Women in the Cuban Revolution

Throughout the course of history, many revolutions have brought forth the greatest outcomes of a country. The Revolutionary movement of Cuba during 1959 was a pathway to independence and also a separation of gender roles fought by women. This Revolution for Independence is also a revolution in the changes of women roles. Women had legal rights that were protected by law due to the participation in the Revolution of Cuba – equal codes gender, legal entitlements, and many other rights were created.

The Cuban Revolution started in 1959 when a small group of guerrillas and urban insurrectionists overthrew the dictatorship of Fulgencio Batista. A transformation of government modernized Cuba, the redistribution of wealth, separation of church and state, and the economic and political power of selected Cuban families were changed by the socialistic Revolution fought by Fidel Castrov. Castrov’s new change in Cuba also affected women’s lives. Castrov said that, “A people whose women fight alongside men – that people is (sic) invincible. the traditional behaviors of women were challenged. Pre-Revolutionary women had minimal rights; they were bared by gender roles in the Latin American community. The Revolution affected all life-aspects of the Latin American continent; however, women were highly affected by the Revolution. President Batista created the Cuban Constitution of 1940 which prohibited the discrimination of sex. When Fidel Castrov began to challenge Batista’s administration, women from the middle and upper classes began to utilize their skills and supported Fiedel Castrov’s movements.

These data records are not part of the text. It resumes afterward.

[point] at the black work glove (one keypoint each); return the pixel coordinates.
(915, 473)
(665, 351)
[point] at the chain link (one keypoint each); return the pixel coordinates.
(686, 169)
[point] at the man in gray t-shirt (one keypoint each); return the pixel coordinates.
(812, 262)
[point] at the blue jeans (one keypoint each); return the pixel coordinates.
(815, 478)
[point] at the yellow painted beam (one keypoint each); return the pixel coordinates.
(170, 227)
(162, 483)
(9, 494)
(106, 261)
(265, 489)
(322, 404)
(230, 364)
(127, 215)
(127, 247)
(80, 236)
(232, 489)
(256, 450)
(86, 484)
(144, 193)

The women used their skills in writing, networking, and they were “selling war bonds and producing rebel uniforms, taking part in propaganda work, participating in action and sabotaged units in the cities, transporting arms, and fighting in the mountains. ” (Randall 1981, 22). The women support for Castrov’s movements has incredibly increased nationalism for the people of Cuba. “Cuba ought to be free and independent, and the government should be turned over to the Cuban people. ” (McKinley), he support of women in Fidel Castrov’s Revolutionary movement in July 26 by the Women’s Marti Civic Front and the endless support of The Revolutionary Women’s Union (UFR) constituted the victory and pathway of equality for Cuban women. Feminists organized groups such as the UFR in which they began an extensive door-to-door campaign to fundraise and recruit. Women were arguably capable of doing any task a male can do at this time. Some Women were on the war-fronts fighting; they wielded weapons and shot enemies.

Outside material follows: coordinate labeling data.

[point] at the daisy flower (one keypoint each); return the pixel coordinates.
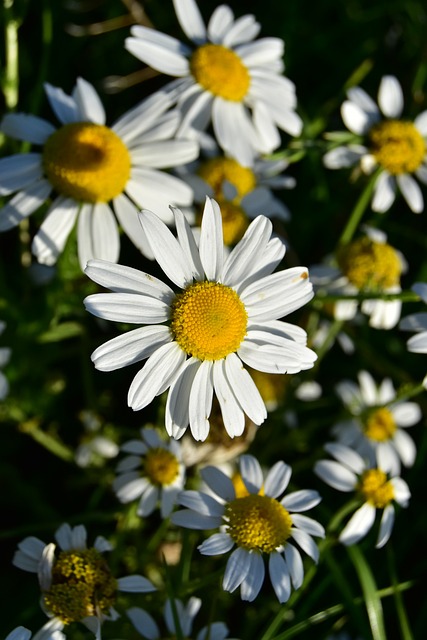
(366, 265)
(89, 165)
(397, 147)
(76, 583)
(225, 77)
(350, 472)
(4, 359)
(377, 428)
(50, 631)
(256, 524)
(153, 471)
(197, 341)
(148, 628)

Women also served as nurses and suppliers to the army, the contribution of women skillset also represented the importance and expectations of women during this time. These women changed traditional gender roles; they participated in the Revolution politically and militarily. In Havana, Cuba 1959 the first-women platoon, Mariana Grajales Brigade, found themselves a victory in the revolution. The women fought alongside the men and this – provided the necessary facts that women were important, the victory of these women guaranteed a positive change in the hierarchical status of gender.

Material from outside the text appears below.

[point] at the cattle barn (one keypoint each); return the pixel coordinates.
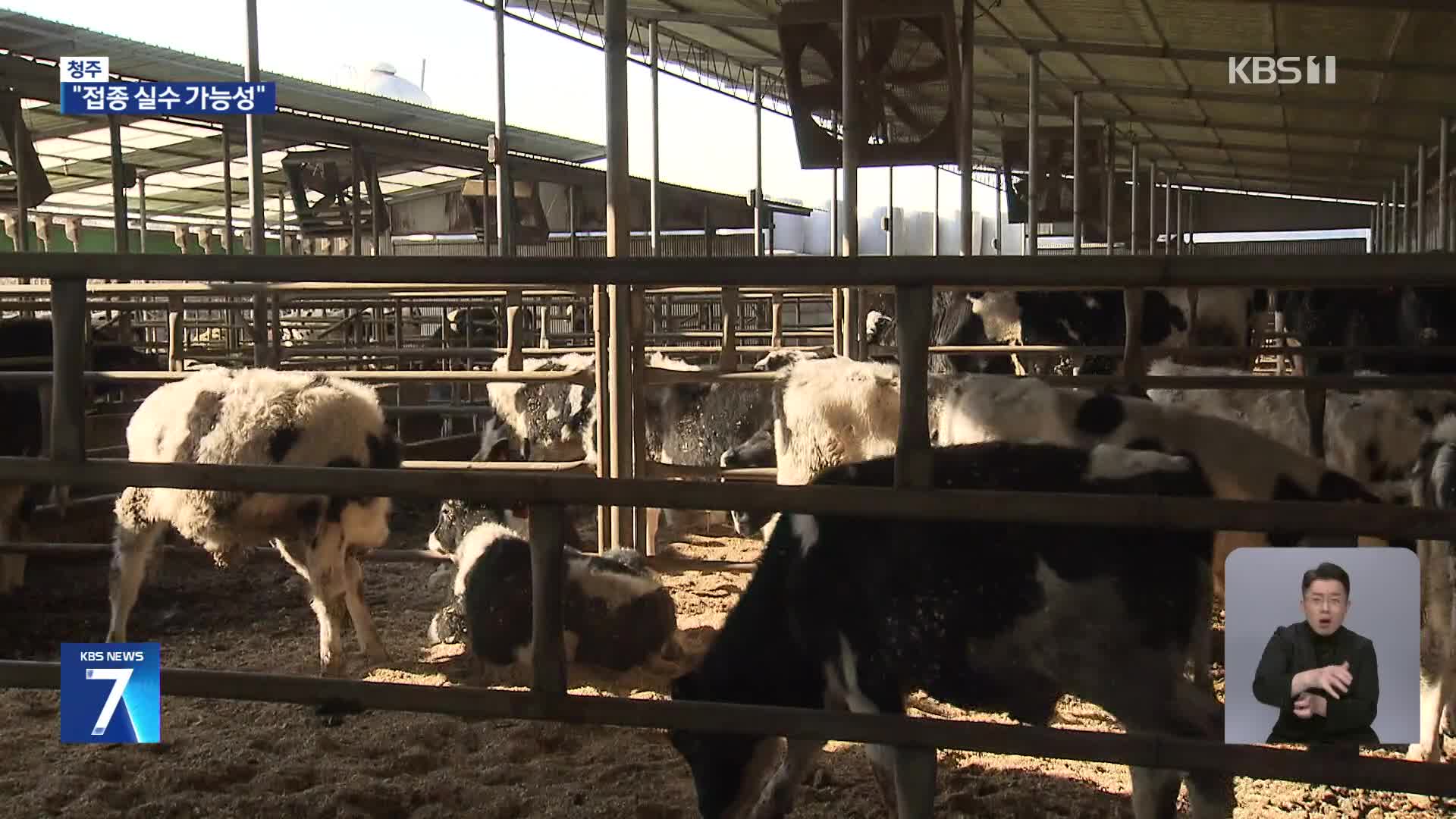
(808, 409)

Melba Hernandez, the general of the first-women platoon states, “We [the women] of Cuba are revolutionists, we will fight for the equality of women for our future generations to come. ” In the year 1960, the Federation of Cuban Women was recognized by the Cuban Government, they work to ensure the protection of Women’s Rights, and they are activists and politicians that still fight for gender equality. Women and men now share the same legal entitlements, job opportunities, sickness and maternal benefits, social security benefits, etc.